Contribution to Psychology
Ceci has extensively studied children's competence to testify in court cases. Children frequently testify in custody disputes, child-abuse cases, and occasionally as witnesses in other litigation. Ceci examined several elements of children's testimony, including:
- Competence—how, when, and whether children are competent to testify in court, including how to assess whether a child understands the difference between a truth and a lie.

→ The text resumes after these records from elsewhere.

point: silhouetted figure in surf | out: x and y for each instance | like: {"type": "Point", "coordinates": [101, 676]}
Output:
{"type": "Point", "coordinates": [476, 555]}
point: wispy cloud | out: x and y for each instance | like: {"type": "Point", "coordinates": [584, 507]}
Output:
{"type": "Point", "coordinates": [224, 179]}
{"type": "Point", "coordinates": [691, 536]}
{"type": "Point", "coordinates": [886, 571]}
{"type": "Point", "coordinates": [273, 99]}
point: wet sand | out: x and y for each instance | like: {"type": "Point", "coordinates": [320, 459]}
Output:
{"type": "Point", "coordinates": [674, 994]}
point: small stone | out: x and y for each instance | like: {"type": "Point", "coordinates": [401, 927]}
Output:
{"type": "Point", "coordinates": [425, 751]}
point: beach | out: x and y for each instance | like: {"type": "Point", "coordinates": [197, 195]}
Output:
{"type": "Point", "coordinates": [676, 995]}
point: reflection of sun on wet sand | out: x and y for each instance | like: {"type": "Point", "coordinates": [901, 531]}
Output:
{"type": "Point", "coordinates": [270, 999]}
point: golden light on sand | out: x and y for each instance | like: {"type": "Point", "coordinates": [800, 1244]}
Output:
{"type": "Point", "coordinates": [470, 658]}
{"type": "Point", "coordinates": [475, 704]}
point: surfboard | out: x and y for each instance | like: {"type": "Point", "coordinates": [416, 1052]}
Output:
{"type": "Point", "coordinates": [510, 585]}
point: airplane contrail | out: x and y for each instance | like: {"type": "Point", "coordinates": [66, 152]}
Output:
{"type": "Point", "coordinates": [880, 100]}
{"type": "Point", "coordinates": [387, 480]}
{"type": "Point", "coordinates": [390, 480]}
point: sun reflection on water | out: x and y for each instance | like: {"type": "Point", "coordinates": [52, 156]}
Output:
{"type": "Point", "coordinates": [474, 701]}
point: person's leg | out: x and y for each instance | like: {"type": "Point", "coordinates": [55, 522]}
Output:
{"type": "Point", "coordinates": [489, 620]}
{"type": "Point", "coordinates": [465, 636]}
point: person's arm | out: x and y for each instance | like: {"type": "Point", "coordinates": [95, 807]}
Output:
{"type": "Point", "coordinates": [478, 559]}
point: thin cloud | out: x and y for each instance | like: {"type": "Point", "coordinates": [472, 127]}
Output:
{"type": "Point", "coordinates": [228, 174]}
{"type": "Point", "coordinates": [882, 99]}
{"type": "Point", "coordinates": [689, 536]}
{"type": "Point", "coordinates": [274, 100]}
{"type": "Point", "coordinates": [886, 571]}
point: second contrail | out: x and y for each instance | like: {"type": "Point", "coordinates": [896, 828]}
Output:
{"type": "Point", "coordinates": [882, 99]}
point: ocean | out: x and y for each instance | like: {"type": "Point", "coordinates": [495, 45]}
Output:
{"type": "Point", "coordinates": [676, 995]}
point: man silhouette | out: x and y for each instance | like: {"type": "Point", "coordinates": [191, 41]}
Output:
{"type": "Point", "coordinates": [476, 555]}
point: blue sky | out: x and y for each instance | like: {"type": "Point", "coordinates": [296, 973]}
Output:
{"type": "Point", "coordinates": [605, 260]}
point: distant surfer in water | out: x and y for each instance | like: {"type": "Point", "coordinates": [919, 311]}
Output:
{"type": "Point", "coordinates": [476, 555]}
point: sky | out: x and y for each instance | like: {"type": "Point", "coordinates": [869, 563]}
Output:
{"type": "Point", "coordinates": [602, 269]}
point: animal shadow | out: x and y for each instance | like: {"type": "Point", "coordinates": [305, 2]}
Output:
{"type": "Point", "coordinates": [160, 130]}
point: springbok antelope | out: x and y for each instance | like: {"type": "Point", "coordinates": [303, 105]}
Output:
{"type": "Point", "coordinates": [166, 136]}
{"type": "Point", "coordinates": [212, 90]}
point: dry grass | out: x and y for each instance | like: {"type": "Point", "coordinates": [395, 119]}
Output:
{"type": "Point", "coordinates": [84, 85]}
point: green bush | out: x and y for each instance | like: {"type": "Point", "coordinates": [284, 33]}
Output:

- Suggestibility—the tendency of young children to repeat things they have heard, even if those things are untrue. Children's memories can be altered fairly easily by suggestive statements.
- Confessions by coercion—many people can be induced to falsely confess to a crime, but children are particularly susceptible to this behavior. The influence of a strong authority figure or threats can cause children to inaccurately recall events or confess to things they did not do.
Ceci is also interested in sex differences in participation in math and science and has developed several outreach programs designed to increase women's participation in these fields. His most recent book, The Mathematics of Sex, argues that women's underrepresentation is a combination of both biology and culture. Slight differences between boys and girls are exaggerated into significant disparities by cultural forces such as gender stereotypes, beliefs about women's abilities, and discrimination, according to Ceci.
Ceci participated in a task force sponsored by the American Psychological Association that published a report in response to the book The Bell Curve. This controversial book argued that race-based IQ differences are innate, rather than the result of environmental influences or testing errors. Ceci's bioecological theory of intelligence, by contrast, emphasizes the role of culture in shaping intelligence and argues that the intellectual capacities of people in developing countries are frequently underestimated due to cultural biases.